Last week the Minister said what fantastic power we were giving to the Prime Minister by enabling him or her to call an election on a date of their choosing, when the polls looked good. The coalition comprises two parties that fought like cats and dogs in the House of Commons—I had to hold their jackets at times—because their policies were so different. However, the leaders of those parties said: “We are getting together to sort out the financial problems of this nation; that’s why we are together, but here’s the wee deal—that we get a five-year Parliament”. There are people with more knowledge of political history than I but I put it to the Committee that Ted Heath might have had the power to go to the country that the Minister talks about, but it did not work for him. Ted Heath said: “It’s me or the miners”, but the country did not re-elect him. He did not serve his full term. Therefore, the great power that he had did not work in his favour; nor did it work in Harold Wilson’s favour in 1970. I remember hearing as a young canvasser that Labour would win again, and the polls all said that. Harold Wilson was perceived as the winner, but during the 1970 election word came through that he would lose, and he did. The same happened with Jim Callaghan. Had Jim Callaghan gone to the country before the great winter of discontent, perhaps he would have won—who knows? The Prime Minister may have awesome power but it has been shown that that power does not always work in his favour.

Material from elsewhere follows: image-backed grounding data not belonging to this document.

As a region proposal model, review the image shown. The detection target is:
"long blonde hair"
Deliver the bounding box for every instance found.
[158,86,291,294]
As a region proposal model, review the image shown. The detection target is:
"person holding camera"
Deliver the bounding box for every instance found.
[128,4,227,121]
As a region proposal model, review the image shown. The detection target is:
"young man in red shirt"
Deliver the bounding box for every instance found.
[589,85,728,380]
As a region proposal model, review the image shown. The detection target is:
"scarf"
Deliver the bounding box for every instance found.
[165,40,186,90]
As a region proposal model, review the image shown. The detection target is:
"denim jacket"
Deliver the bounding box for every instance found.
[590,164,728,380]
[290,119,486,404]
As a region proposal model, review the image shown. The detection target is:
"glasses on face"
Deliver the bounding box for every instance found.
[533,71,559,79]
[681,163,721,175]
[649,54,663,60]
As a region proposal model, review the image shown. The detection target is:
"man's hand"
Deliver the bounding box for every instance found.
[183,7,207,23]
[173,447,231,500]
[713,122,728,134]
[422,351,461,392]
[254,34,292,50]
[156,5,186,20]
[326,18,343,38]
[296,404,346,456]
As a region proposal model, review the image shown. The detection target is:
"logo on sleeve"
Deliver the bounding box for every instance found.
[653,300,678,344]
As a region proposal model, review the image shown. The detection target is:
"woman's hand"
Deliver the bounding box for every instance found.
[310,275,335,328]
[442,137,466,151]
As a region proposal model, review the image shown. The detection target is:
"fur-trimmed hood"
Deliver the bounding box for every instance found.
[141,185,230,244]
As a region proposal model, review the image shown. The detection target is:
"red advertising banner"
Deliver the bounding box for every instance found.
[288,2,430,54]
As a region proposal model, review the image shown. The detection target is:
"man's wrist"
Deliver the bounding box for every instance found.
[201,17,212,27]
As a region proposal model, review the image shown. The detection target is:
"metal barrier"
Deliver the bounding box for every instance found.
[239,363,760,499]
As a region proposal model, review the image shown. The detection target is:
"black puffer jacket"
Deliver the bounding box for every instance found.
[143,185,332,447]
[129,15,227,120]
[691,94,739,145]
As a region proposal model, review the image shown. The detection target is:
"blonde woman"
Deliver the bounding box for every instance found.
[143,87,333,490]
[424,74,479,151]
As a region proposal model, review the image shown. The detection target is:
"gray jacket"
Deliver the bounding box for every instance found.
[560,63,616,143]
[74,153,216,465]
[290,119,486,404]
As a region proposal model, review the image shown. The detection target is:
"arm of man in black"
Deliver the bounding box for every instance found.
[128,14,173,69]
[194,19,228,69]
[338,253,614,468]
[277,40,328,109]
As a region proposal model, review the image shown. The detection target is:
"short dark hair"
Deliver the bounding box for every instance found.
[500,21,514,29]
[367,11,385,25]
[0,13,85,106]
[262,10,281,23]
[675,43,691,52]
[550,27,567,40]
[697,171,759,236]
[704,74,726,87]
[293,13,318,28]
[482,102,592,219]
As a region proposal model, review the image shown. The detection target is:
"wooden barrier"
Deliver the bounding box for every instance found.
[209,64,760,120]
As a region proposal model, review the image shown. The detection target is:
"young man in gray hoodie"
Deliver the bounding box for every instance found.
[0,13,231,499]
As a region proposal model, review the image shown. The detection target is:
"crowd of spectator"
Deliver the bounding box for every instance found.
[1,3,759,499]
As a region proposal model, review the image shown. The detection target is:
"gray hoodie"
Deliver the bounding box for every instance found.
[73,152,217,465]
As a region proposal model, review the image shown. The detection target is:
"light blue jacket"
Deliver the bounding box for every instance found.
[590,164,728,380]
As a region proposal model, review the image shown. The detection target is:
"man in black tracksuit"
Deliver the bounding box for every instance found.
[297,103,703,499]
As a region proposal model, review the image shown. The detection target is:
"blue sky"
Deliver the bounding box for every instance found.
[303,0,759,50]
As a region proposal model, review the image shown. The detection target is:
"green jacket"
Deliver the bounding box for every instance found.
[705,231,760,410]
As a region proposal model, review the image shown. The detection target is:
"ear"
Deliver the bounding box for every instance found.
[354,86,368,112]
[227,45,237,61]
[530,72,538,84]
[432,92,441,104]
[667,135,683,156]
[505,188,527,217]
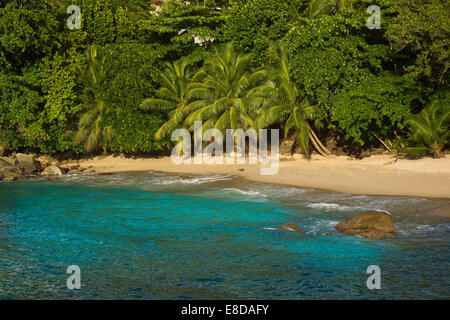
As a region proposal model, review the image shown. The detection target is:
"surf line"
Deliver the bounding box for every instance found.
[170,121,279,175]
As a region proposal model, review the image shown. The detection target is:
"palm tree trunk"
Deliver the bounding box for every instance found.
[375,135,392,152]
[432,141,443,158]
[308,132,329,157]
[309,129,331,155]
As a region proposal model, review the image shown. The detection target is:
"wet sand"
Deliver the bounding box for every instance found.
[63,154,450,201]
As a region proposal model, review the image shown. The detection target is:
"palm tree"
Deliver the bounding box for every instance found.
[140,59,194,140]
[256,44,330,158]
[306,0,353,18]
[402,100,449,158]
[75,45,114,154]
[184,42,268,133]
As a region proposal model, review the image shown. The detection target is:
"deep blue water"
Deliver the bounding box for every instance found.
[0,172,449,299]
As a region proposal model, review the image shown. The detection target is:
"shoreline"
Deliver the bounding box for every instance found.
[61,154,450,199]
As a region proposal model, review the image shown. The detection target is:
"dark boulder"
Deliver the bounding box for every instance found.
[336,211,397,239]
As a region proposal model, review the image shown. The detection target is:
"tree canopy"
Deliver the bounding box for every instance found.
[0,0,448,157]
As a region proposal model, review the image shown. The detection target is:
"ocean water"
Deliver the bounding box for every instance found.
[0,172,449,299]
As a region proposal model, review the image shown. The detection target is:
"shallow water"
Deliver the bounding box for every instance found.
[0,172,449,299]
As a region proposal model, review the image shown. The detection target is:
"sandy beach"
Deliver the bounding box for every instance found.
[68,154,450,199]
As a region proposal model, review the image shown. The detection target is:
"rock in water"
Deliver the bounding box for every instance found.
[41,165,63,176]
[277,223,304,233]
[336,211,397,239]
[15,153,37,175]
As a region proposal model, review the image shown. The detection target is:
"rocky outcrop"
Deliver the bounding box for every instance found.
[15,153,38,175]
[0,156,17,166]
[0,158,23,180]
[36,155,59,170]
[66,164,85,174]
[0,154,89,181]
[3,176,17,181]
[0,154,39,180]
[41,165,63,176]
[336,211,397,239]
[277,223,304,233]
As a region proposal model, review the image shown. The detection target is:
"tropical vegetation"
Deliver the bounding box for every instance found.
[399,100,450,158]
[0,0,448,158]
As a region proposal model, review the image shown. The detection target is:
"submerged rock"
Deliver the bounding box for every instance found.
[41,165,63,176]
[336,211,397,239]
[277,223,304,233]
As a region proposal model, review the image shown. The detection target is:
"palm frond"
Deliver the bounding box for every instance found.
[140,98,176,112]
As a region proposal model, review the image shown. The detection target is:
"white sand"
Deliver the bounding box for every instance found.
[68,154,450,199]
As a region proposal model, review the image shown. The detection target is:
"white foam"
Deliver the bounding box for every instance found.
[223,188,267,197]
[155,174,235,185]
[307,203,354,211]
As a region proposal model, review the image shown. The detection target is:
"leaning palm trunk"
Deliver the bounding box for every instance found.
[309,128,331,155]
[308,132,329,157]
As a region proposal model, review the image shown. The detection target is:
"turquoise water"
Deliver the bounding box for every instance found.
[0,172,449,299]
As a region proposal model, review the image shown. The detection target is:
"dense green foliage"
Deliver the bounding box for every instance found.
[185,43,268,131]
[222,0,306,67]
[386,0,449,86]
[141,59,195,140]
[399,100,450,158]
[0,0,448,157]
[256,44,330,157]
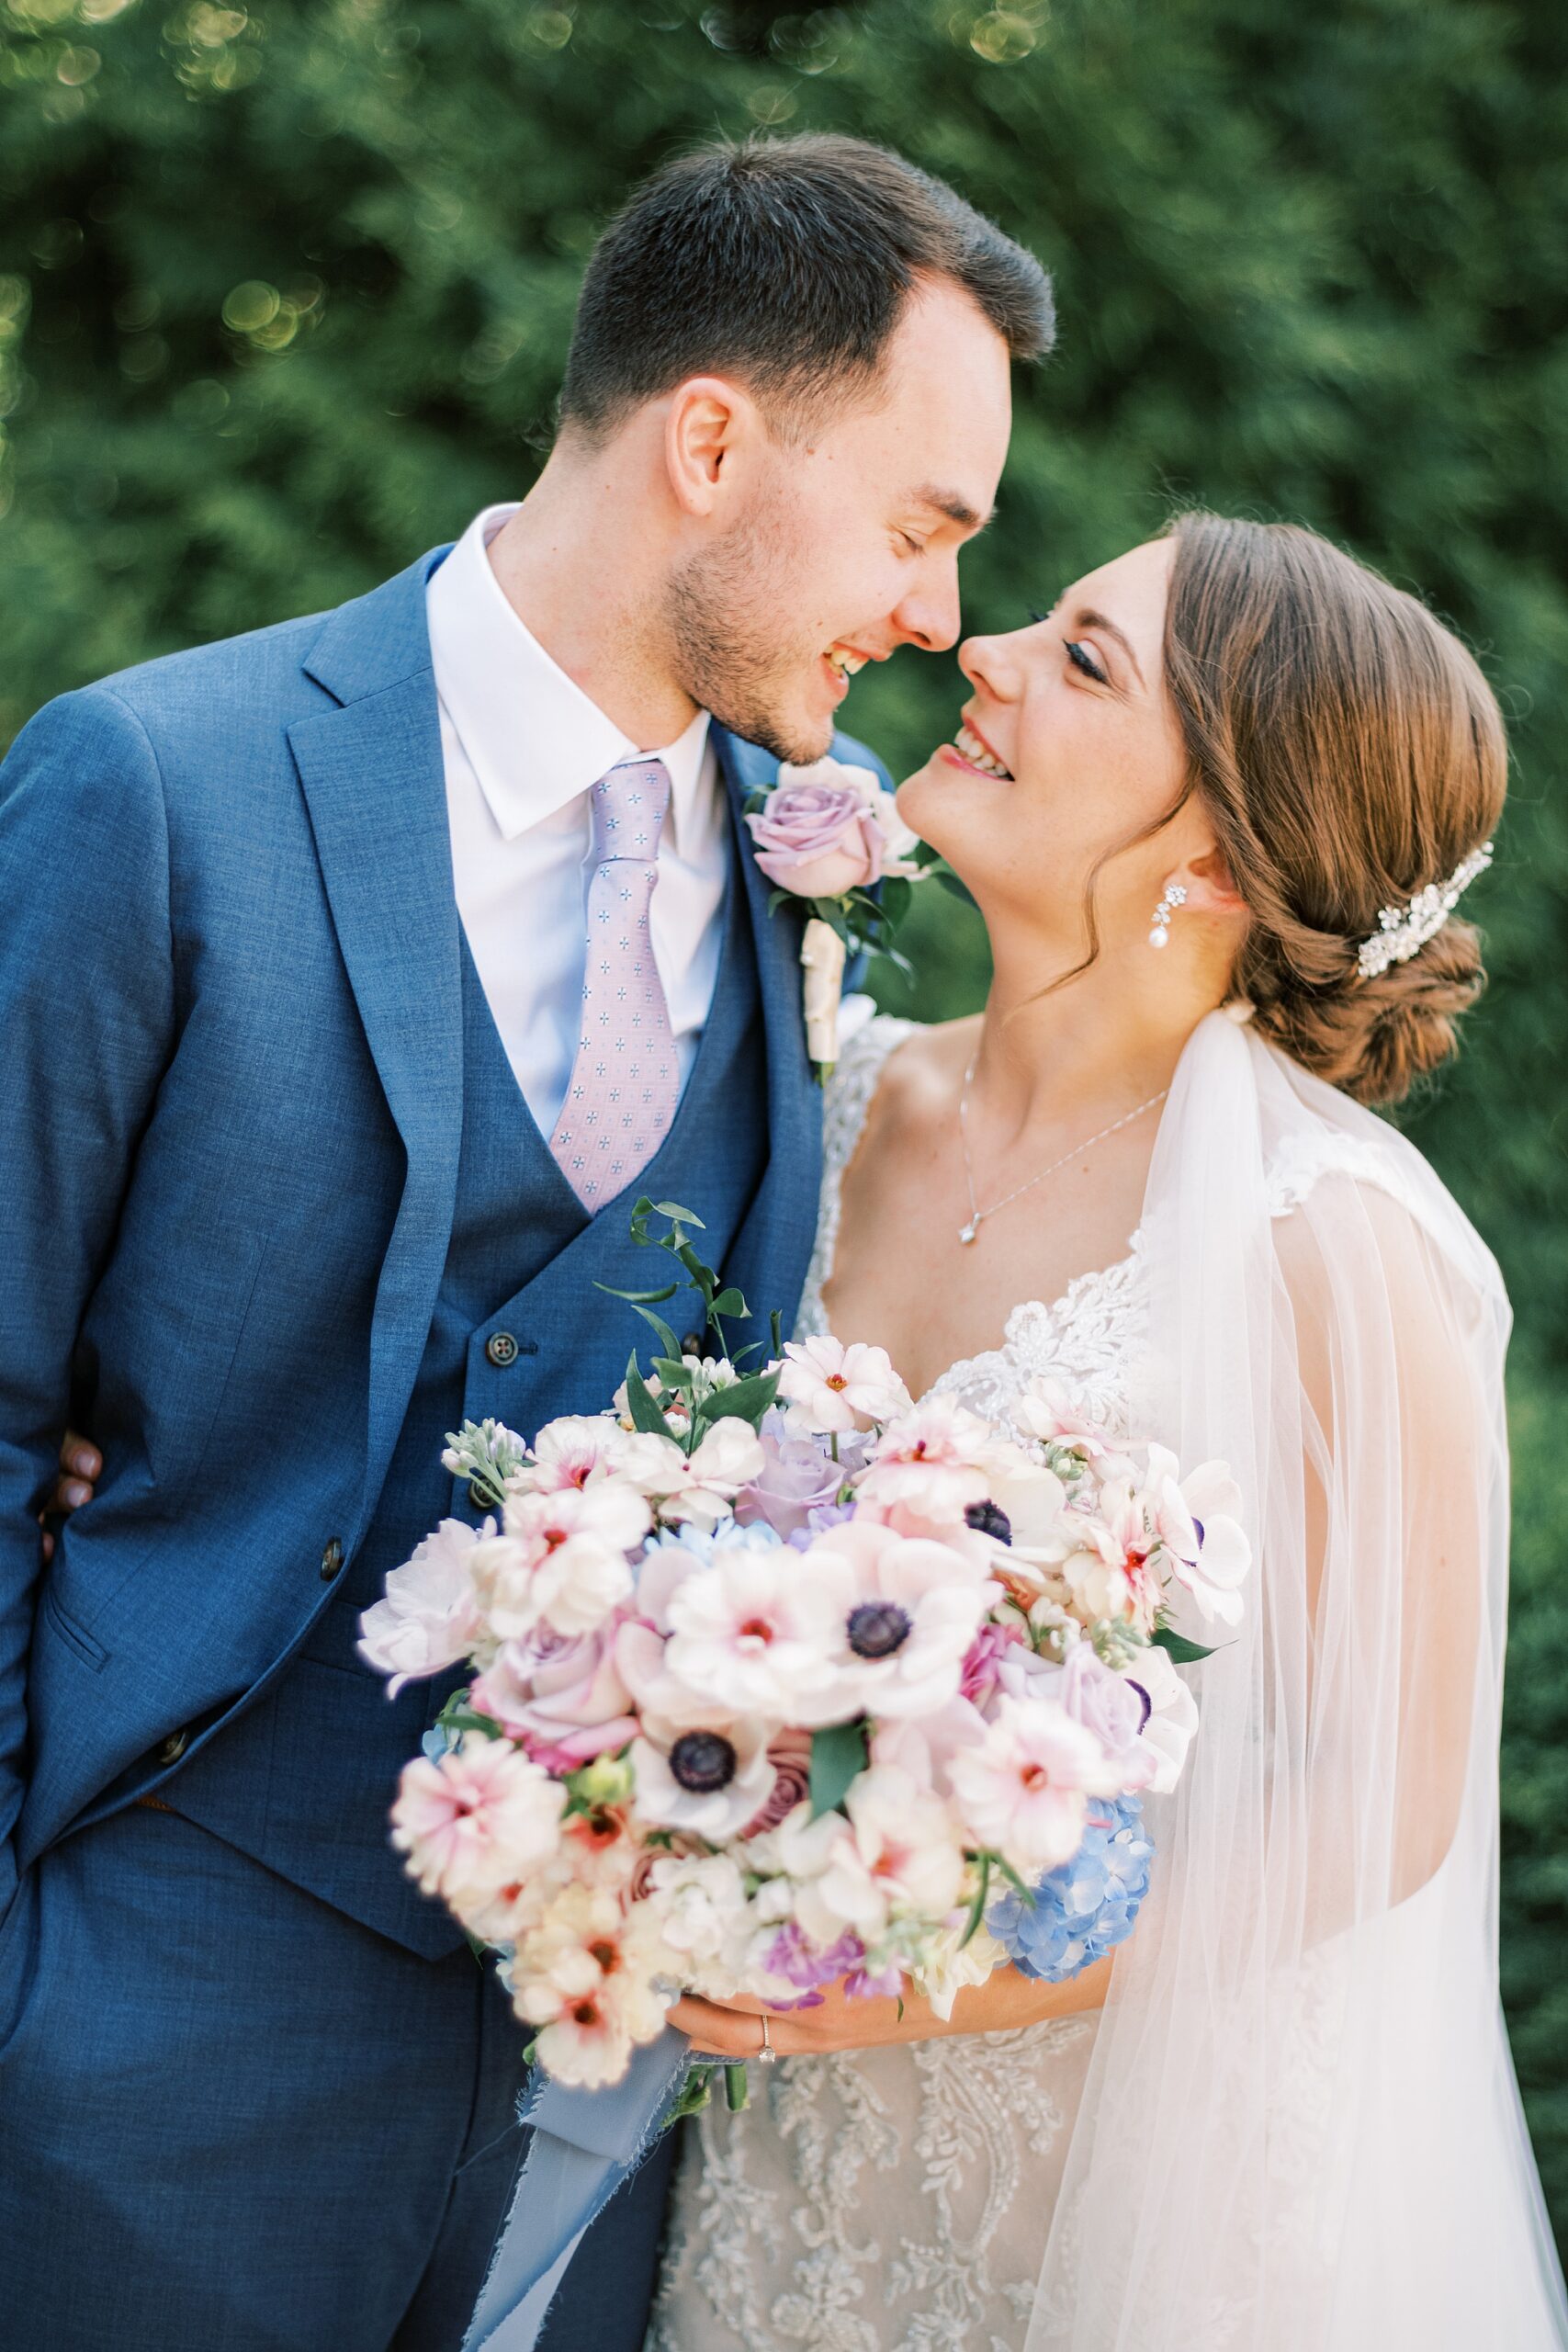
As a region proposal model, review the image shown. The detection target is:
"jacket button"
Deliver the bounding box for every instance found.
[157,1729,188,1766]
[486,1331,519,1368]
[680,1332,705,1357]
[320,1537,344,1581]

The noble and gallant Lord spoke about disgruntled Ministers. I suggest that there will be a stack of disgruntled former Ministers. I can hear them now saying, when they were appointed, “Tony said I am the only one who can do this job”. Then they go on to Sky TV—the lovely thing about Sky TV is that if you cannot sleep in the middle of the night, you go on to Sky TV—and the same Minister says, “What a wonderful Prime Minister we have”. I do not know whether it was reported that one Minister said: “I would jump under a bus for the Prime Minister”. I would not jump under a bus for anybody. I do not know whether it was a moving bus or a stationary bus but it shows how much that Minister loved the Prime Minister. Then there is a reshuffle because the Prime Minister has a difficulty; he has to get fresh blood in because the Back-Benchers are saying, “They’ve had their turn at being Ministers; we want to be Ministers now”.

I do not want to mention names but it has been reported that the gentleman who wrote the book might get back into government. I say good luck and three cheers to him. However, there are too many Ministers on the Front Bench so somebody must fall off the end. The logic of that gentleman getting back into government is that someone else will lose their job and become a disgruntled former Minister. The lovely thing about that is that the same people, when they lose their jobs, do not say any more that the Prime Minister is a great person. They sidle up to you in the tea room and say, “He’s a rotter. He’s a bounder”. That gave me an opportunity to say, “But you were not saying that about him two years ago”. The media then make mischief because they have a pool of individuals who are willing to criticise the Government.

That then leads me to consider the people who matter—the electorate. They turn on their televisions, as do the politicians, and they say, “What is going on here? They are all fighting like cats and dogs”. They then think of the old saying in the Bible that a house divided against itself will surely fall, and they say to themselves, “We elected these people to be unified. They promised us unity and now they are fighting with one another”. That will happen in the fifth year. For the sake of running the House properly, four years is far better than this fixed five years.